Be that as it may, this is the 21st century and we live in a multicultural world. Today almost every country has multiple religions, cultures and languages resident within its borders. Even city suburbs and work environments form microcosms of the larger society as a whole, with people of all backgrounds mingling, socializing and interacting on various levels. In most cases they co-exist in peace, even where one particular ethnic group, or even one culture or religion outnumbers the rest. Though sadly, in some less civilized places, tensions give rise to what can only be called avoidable tragedy and uneccessary bloodshed, with one group trying very hard to subjugate or eliminate entirely, the other.
I said 'less civilized' places, because it is a sign of truly advanced culture for the diverse to live together in tolerence, mutual respect, peace and even friendship - talking about things which bother them rather than killing each other and giving rise to a vicious circle of even more tension. The logical person will recognise that no matter how much violence explodes between different groups, in the end they will still have to talk to each other anyway - so why not just cut to the chase from the beginning?

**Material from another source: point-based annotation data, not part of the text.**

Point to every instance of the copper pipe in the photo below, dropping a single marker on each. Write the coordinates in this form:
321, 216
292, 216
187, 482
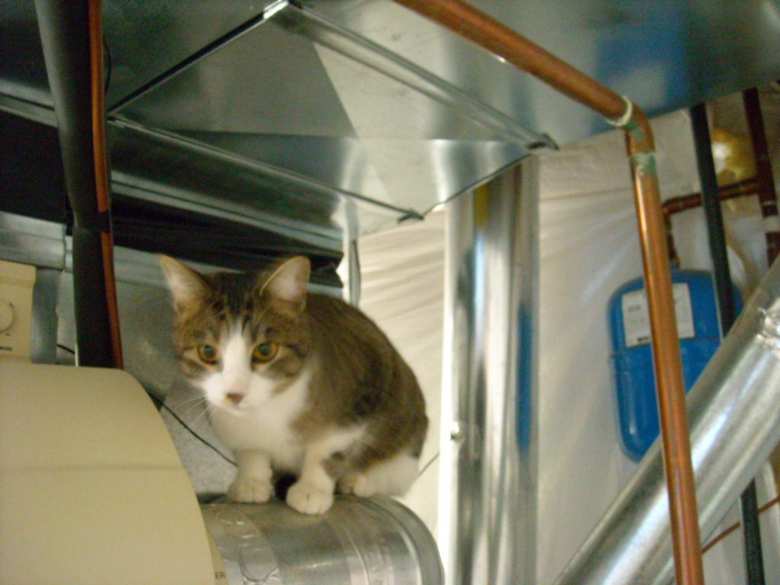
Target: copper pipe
766, 192
666, 353
744, 188
501, 40
100, 162
675, 205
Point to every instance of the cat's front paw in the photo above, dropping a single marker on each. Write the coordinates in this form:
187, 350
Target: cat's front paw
248, 490
307, 499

Let us take a look at tolerance in practical daily life: I might for arguments sake live in a street where I have as neighbors
- a bunch of noisy folks who like to party till the sun comes up, and whose noisy chihuahua I sometimes wish would fall in their pool and drown,
- a guy who chains his 30 year old Mazda LDV to a tree (can't imagine anyone stealing a tree),
- a gay hairdresser who works from home, and whose clients take up most of the parking in the street during the day (including my space),
- a pensioner who sweeps the very same square meter of road in front of his driveway all day long - in his pyjamas and slippers,
- a woman who walks to the corner cafe in her pyjamas and socks holding a cup of coffee every morning (and now has her teenage daughter doing the same),
- a Muslim family,
- a Christian fundamentalist who persists in putting religious pamphlets in everybody's mailboxes at least once a week,
- a houseful of Mormons,
- A Black pastor and his family,
- a guy who has regularly been seen going from door to door to steal the black bags left by the municipality,
- a few straight prudes who on a few occasions dropped some anonymous hate mail in my inbox (oh well, at least there wasn't a carrot yet),
- some gothic or emo students,
- the supermarket owner whose shop across the road never has anything I am looking for when I need it,
- a woman suspected of conducting nocturnal affairs for business purposes while working from the samepremises as a hairdresser by day.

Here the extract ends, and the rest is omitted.